Member of the Andhra Pradesh Legislative Assembly
- In office 2009–2014
- Succeeded by: Maganti Gopinath
- Constituency: Jubilee Hills
- In office 2008–2009
- Preceded by: P. Janardhan Reddy
- Succeeded by: Danam Nagender
- Constituency: Khairatabad

Personal details
- Born: 8 February 1981 (age 45) Hyderabad, India
- Party: Bharat Rashtra Samithi
- Spouse: Lakshmi Sruthi Reddy
- Children: Two
- Parent: P. Janardhan Reddy (father);

= P. Vishnuvardhan Reddy =

Indian politician

Pabbathi Vishnu Vardhan Reddy (born 8 February 1981) is a former Member of Legislative Assembly (M.L.A.) in which he represented the Jubilee Hills constituency, of Telangana. He was born in Hyderabad, India to former Indian National Congress party CLP leader, Ex minister, MLA, P. Janardhan Reddy and Sulochana. His first election was followed by the death of his father from Khairatabad constituency before delimitation. He won with a majority of 2,80,236 votes, and in 2009 he has since been re-elected for the newly formed constituency of Jubilee Hills.

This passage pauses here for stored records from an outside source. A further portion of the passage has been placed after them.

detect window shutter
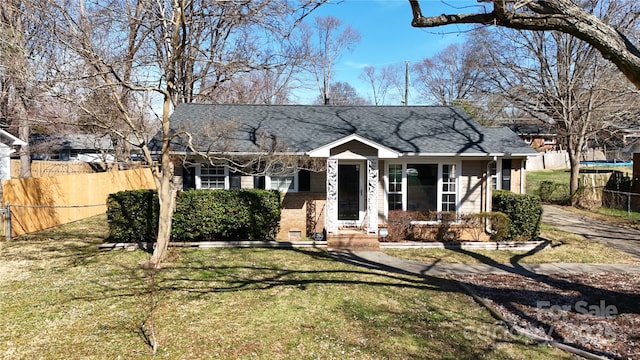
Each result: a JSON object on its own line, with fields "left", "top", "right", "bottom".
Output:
{"left": 298, "top": 170, "right": 310, "bottom": 192}
{"left": 254, "top": 176, "right": 265, "bottom": 189}
{"left": 183, "top": 166, "right": 196, "bottom": 190}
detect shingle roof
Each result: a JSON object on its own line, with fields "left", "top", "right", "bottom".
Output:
{"left": 165, "top": 104, "right": 535, "bottom": 156}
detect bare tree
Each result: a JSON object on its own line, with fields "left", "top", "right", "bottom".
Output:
{"left": 474, "top": 26, "right": 639, "bottom": 202}
{"left": 359, "top": 65, "right": 396, "bottom": 105}
{"left": 412, "top": 43, "right": 486, "bottom": 106}
{"left": 0, "top": 0, "right": 39, "bottom": 177}
{"left": 39, "top": 0, "right": 325, "bottom": 268}
{"left": 407, "top": 0, "right": 640, "bottom": 89}
{"left": 304, "top": 15, "right": 361, "bottom": 105}
{"left": 315, "top": 81, "right": 369, "bottom": 105}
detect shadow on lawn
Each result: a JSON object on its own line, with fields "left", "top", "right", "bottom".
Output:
{"left": 327, "top": 244, "right": 640, "bottom": 360}
{"left": 59, "top": 242, "right": 634, "bottom": 359}
{"left": 2, "top": 227, "right": 110, "bottom": 268}
{"left": 71, "top": 247, "right": 527, "bottom": 359}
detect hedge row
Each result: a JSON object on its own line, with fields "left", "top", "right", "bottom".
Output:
{"left": 107, "top": 189, "right": 281, "bottom": 242}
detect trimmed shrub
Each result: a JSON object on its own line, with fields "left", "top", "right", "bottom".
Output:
{"left": 107, "top": 190, "right": 159, "bottom": 243}
{"left": 107, "top": 189, "right": 281, "bottom": 242}
{"left": 171, "top": 189, "right": 281, "bottom": 241}
{"left": 492, "top": 190, "right": 542, "bottom": 240}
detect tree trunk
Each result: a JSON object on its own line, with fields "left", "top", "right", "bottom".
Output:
{"left": 147, "top": 93, "right": 176, "bottom": 269}
{"left": 17, "top": 97, "right": 31, "bottom": 178}
{"left": 148, "top": 165, "right": 176, "bottom": 268}
{"left": 567, "top": 147, "right": 582, "bottom": 206}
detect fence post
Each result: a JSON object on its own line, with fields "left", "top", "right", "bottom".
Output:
{"left": 628, "top": 192, "right": 632, "bottom": 217}
{"left": 6, "top": 203, "right": 11, "bottom": 241}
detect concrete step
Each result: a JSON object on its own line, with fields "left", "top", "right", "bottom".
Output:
{"left": 327, "top": 233, "right": 380, "bottom": 251}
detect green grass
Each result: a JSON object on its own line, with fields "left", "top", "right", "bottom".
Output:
{"left": 385, "top": 224, "right": 640, "bottom": 265}
{"left": 526, "top": 169, "right": 570, "bottom": 195}
{"left": 0, "top": 215, "right": 571, "bottom": 359}
{"left": 527, "top": 166, "right": 640, "bottom": 224}
{"left": 594, "top": 205, "right": 640, "bottom": 221}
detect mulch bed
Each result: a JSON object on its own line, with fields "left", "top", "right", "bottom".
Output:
{"left": 451, "top": 273, "right": 640, "bottom": 359}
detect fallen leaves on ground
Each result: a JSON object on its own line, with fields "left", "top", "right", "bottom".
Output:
{"left": 452, "top": 272, "right": 640, "bottom": 359}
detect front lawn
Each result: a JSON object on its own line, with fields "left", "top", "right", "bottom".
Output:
{"left": 384, "top": 224, "right": 640, "bottom": 265}
{"left": 0, "top": 215, "right": 570, "bottom": 359}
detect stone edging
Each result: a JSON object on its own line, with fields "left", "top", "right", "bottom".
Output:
{"left": 98, "top": 240, "right": 328, "bottom": 251}
{"left": 381, "top": 239, "right": 550, "bottom": 251}
{"left": 99, "top": 239, "right": 548, "bottom": 252}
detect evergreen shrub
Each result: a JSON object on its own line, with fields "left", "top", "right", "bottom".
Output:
{"left": 492, "top": 190, "right": 543, "bottom": 240}
{"left": 106, "top": 189, "right": 281, "bottom": 242}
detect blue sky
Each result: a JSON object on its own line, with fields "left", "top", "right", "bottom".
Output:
{"left": 294, "top": 0, "right": 476, "bottom": 105}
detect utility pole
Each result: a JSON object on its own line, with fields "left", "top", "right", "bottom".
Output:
{"left": 404, "top": 61, "right": 409, "bottom": 106}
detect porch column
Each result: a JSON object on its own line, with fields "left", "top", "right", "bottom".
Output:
{"left": 367, "top": 158, "right": 379, "bottom": 234}
{"left": 326, "top": 158, "right": 338, "bottom": 234}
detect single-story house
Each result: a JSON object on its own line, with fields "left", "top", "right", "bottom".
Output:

He also served as NSUI national treasurer.

He lost election in 2018 with many less votes.

On October 31, 2023, he switched to BRS party led by KCR

== Controversies ==
In July 2007, Vishnuvardhan Reddy was arrested and sent to the Chanchalguda Central Jail, as a part of clashes between him and then Chief Minister Y. S. Rajasekhara Reddy's kin, and was released later.